Strafverteidiger kündigt seinen Mandanten als Märchenerzähler vor Gericht an, 2006

Der Strafverteidiger – Aufgaben, Denk- und Arbeitsweise von Rechtsanwalt Dr. C. Lucas

Ich erinnere mich in diesem Zusammenhang an einen Vorfall aus meiner Referendarzeit: Während meiner Strafrechts-Station, die ich bei einem Strafrichter an einem kleinen münsterländischen Amtsgericht absolvierte, kam eines morgens vor Vcrhandlungsbeginn – der Angeklagte war noch nicht erschienen -dessen Strafverteidiger in den Gerichtssaal und kündigte die Einlassung seines Mandanten scherzhaft mit den Worten an: „Sie hören hier gleich ein Märchen aus tausendundeiner Nacht“.

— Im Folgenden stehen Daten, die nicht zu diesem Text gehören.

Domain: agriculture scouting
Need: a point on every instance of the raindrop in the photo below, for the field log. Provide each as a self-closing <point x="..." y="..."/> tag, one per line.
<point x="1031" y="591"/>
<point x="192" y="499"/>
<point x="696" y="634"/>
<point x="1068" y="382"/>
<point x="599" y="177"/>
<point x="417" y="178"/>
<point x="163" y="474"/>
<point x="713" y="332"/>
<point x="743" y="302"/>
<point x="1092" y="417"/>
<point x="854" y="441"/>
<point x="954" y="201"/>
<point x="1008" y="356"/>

(Zwischenfrage: würden Sie sich von diesem Kollegen gerne vertreten lassen? Wahrscheinlich nicht.) Mit diesem Ausspruch hat er sich selbst ein Armutszeugnis als Strafverteidiger ausgestellt. Ein souveräner Verteidiger hätte trotz der in der Tat abenteuerlichen Geschichte, die der Angeklagte sodann in der Verhandlung vortrug, spätestens im Schlussplädoyer hervorgehoben, dass im wahren Leben manchmal die unglaublichsten Geschichten passieren und den Richter ermahnt, die Unschuldsvermutung zu beachten.